Thread: deadlock
We've got an app, I don't know all the details of the schema offhand, but its using date partitioned tables, its heavily multithreaded and processing continuous events... Under load, production (overseas) is getting a SQL deadlock... Process 20333: DROP table data_details_20100718 Process 20333 waits for AccessExclusiveLock on relation 29609 of database 16384; blocked by process 20307. Process 20307: select * from data_daily where f1 =$1 and f2=$2 and f3=$3 and f4=$4 and ... Process 20307 waits for AccessShareLock on relation 28523 of database 16384; blocked by process 20333. I'm -assuming- that the table being dropped is a partition of the other table. I've asked the developers (my coworkers) to confirm, and for any details of how they are doing the partitions. does anyone have any suggestions for what to look for, or what sort of common partition management mistakes in the application could lead to this sort of deadlock?

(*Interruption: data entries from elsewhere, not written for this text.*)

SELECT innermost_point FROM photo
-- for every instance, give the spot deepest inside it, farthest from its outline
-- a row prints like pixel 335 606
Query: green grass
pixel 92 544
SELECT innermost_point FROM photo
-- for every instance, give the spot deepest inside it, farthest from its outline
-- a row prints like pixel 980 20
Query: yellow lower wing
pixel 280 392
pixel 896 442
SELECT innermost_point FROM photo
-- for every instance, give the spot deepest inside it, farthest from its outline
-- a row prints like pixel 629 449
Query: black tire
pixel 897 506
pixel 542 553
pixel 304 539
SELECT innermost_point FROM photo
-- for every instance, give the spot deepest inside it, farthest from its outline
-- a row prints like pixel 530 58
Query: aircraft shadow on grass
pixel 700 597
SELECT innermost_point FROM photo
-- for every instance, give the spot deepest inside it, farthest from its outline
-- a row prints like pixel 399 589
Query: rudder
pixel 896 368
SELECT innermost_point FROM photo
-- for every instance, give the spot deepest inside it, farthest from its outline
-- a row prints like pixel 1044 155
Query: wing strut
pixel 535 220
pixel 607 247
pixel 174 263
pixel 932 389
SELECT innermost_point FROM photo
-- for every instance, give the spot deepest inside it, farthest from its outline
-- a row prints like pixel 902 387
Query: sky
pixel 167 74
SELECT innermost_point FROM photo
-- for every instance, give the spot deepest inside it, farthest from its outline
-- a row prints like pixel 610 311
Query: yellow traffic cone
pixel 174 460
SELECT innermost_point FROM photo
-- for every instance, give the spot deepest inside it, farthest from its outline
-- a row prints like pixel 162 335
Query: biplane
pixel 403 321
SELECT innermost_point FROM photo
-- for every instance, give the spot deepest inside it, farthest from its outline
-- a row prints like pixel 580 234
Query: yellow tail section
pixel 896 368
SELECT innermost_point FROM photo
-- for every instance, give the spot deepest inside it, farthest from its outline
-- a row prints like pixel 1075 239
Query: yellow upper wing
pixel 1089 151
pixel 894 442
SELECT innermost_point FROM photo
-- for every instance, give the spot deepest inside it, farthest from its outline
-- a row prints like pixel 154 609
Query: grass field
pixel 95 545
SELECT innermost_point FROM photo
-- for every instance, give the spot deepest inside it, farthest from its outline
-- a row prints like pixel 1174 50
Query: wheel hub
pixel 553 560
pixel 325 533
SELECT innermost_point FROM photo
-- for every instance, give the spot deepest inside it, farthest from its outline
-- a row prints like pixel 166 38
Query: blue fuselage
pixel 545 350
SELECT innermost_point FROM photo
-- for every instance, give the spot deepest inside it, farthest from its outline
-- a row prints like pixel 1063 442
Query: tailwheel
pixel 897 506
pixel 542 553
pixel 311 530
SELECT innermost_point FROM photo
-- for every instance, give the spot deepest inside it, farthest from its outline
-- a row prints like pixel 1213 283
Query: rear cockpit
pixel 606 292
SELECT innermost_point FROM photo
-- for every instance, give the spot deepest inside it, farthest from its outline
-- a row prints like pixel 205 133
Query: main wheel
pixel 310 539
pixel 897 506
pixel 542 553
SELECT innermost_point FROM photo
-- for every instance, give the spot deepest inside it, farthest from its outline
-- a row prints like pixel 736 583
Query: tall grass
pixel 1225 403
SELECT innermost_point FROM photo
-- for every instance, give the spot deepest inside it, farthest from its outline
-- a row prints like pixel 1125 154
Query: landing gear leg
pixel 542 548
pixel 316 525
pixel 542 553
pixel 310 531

On Tue, Aug 10, 2010 at 11:35:48PM -0700, John R Pierce wrote: > We've got an app, I don't know all the details of the schema > offhand, but its using date partitioned tables, its heavily > multithreaded and processing continuous events... Under load, > production (overseas) is getting a SQL deadlock... > > Process 20333: DROP table data_details_20100718 > Process 20333 waits for AccessExclusiveLock on relation 29609 of > database 16384; blocked by process 20307. > > Process 20307: select * from data_daily where f1 =$1 and f2=$2 and > f3=$3 and f4=$4 and ... > Process 20307 waits for AccessShareLock on relation 28523 of > database 16384; blocked by process 20333. > > I'm -assuming- that the table being dropped is a partition of the > other table. I've asked the developers (my coworkers) to confirm, > and for any details of how they are doing the partitions. That seems super likely, given its name and the fact that it's being dropped. > does anyone have any suggestions for what to look for, or what sort > of common partition management mistakes in the application could > lead to this sort of deadlock? DDL is a "don't do it at peak load" event. More realistically, it's more like a "down time" event. Maybe when we have "real" partitioning... Cheers, David. -- David Fetter <david@fetter.org> http://fetter.org/ Phone: +1 415 235 3778 AIM: dfetter666 Yahoo!: dfetter Skype: davidfetter XMPP: david.fetter@gmail.com iCal: webcal://www.tripit.com/feed/ical/people/david74/tripit.ics Remember to vote! Consider donating to Postgres: http://www.postgresql.org/about/donate
On 08/11/10 6:32 PM, David Fetter wrote: >> does anyone have any suggestions for what to look for, or what sort >> of common partition management mistakes in the application could >> lead to this sort of deadlock? > DDL is a "don't do it at peak load" event. More realistically, it's > more like a "down time" event. Maybe when we have "real" > partitioning... Thats an *ouch* for this application, as the load is a 24/7 thing... the database has to handle a steady stream of events and requests at a fairly high rate coming from a factory operation, and we need to prune weekly partitions while all the rest is going on. The developers (and operations) are coming from an Oracle Enterprise environment, where this all just works. I've been pushing for years to give postgres a try, this is the first substantial database deployment.